Ecosyste.ms: Awesome

An open API service indexing awesome lists of open source software.

Awesome Lists | Featured Topics | Projects

https://github.com/shixzie/nlp

[UNMANTEINED] Extract values from strings and fill your structs with nlp.
https://github.com/shixzie/nlp

go golang natural-language-processing nlp parse text text-extraction

Last synced: 7 days ago
JSON representation

[UNMANTEINED] Extract values from strings and fill your structs with nlp.

Awesome Lists containing this project

README

        

[![GoDoc](https://godoc.org/github.com/shixzie/nlp?status.svg)](https://godoc.org/github.com/shixzie/nlp)
[![Go Report Card](https://goreportcard.com/badge/github.com/shixzie/nlp)](https://goreportcard.com/report/github.com/shixzie/nlp)
[![Build Status](https://travis-ci.org/shixzie/nlp.svg?branch=master)](https://travis-ci.org/shixzie/nlp)
[![codecov](https://codecov.io/gh/shixzie/nlp/branch/master/graph/badge.svg)](https://codecov.io/gh/shixzie/nlp)

# nlp

> `nlp` is a general purpose any-lang Natural Language Processor that parses the data inside a text and returns a filled model

## Supported types
```go
int int8 int16 int32 int64
uint uint8 uint16 uint32 uint64
float32 float64
string
time.Time
time.Duration
```

## Installation
```
// go1.8+ is required
go get -u github.com/shixzie/nlp
```

**Feel free to create PR's and open Issues :)**

## How it works

You will always begin by creating a NL type calling nlp.New(), the NL type is a
Natural Language Processor that owns 3 funcs, RegisterModel(), Learn() and P().

### RegisterModel(i interface{}, samples []string, ops ...ModelOption) error

RegisterModel takes 3 parameters, an empty struct, a set of samples and some options for the model.

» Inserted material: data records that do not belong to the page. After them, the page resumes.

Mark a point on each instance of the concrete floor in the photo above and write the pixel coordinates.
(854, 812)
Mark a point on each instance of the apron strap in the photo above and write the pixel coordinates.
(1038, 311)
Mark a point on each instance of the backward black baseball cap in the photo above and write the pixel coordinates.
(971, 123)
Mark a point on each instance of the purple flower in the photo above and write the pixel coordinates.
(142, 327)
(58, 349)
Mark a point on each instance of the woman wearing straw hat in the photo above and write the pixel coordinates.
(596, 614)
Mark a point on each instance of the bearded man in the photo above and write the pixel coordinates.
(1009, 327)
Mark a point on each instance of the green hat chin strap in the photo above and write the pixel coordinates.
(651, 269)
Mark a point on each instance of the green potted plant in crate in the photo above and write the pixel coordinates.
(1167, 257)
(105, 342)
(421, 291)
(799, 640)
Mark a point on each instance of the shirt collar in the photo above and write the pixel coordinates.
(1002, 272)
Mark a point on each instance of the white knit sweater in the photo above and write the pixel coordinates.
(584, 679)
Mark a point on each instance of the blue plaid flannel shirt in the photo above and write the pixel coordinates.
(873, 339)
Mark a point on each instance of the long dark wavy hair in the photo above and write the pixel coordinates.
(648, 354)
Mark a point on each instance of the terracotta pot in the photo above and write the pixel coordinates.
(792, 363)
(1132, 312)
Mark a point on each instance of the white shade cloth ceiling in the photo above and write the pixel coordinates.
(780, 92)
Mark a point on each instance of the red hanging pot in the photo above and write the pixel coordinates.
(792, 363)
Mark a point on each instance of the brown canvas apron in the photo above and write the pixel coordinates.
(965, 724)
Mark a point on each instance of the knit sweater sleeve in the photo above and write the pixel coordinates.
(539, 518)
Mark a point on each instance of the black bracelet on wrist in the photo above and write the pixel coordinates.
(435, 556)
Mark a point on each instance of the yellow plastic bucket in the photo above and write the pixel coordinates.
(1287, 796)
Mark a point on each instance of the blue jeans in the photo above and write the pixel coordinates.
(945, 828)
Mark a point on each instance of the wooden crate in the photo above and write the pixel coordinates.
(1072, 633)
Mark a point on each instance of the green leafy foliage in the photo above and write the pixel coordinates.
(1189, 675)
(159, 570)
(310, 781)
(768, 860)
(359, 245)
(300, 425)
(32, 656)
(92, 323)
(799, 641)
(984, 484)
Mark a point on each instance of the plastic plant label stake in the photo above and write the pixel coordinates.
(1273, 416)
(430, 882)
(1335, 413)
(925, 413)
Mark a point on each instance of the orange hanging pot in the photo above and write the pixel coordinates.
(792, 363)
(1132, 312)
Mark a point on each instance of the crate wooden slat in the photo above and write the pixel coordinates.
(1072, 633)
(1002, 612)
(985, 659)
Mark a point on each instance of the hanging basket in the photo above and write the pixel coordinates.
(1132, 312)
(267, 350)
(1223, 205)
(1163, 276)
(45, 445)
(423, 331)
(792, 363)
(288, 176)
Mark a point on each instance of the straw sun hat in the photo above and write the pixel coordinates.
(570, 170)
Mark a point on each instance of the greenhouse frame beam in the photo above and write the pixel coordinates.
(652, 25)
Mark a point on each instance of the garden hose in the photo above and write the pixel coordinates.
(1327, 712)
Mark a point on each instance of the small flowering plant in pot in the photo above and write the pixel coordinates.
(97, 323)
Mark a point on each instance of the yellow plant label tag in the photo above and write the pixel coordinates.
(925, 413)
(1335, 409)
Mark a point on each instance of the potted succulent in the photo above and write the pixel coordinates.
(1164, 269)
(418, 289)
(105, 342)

The empty struct lets nlp know all possible values inside the text, for example:
```go
type Song struct {
Name string // fields must be exported
Artist string
ReleasedAt time.Time
}
err := nl.RegisterModel(Song{}, someSamples, nlp.WithTimeFormat("2006"))
if err != nil {
panic(err)
}
// ...
```

tells nlp that inside the text may be a Song.Name, a Song.Artist and a Song.ReleasedAt.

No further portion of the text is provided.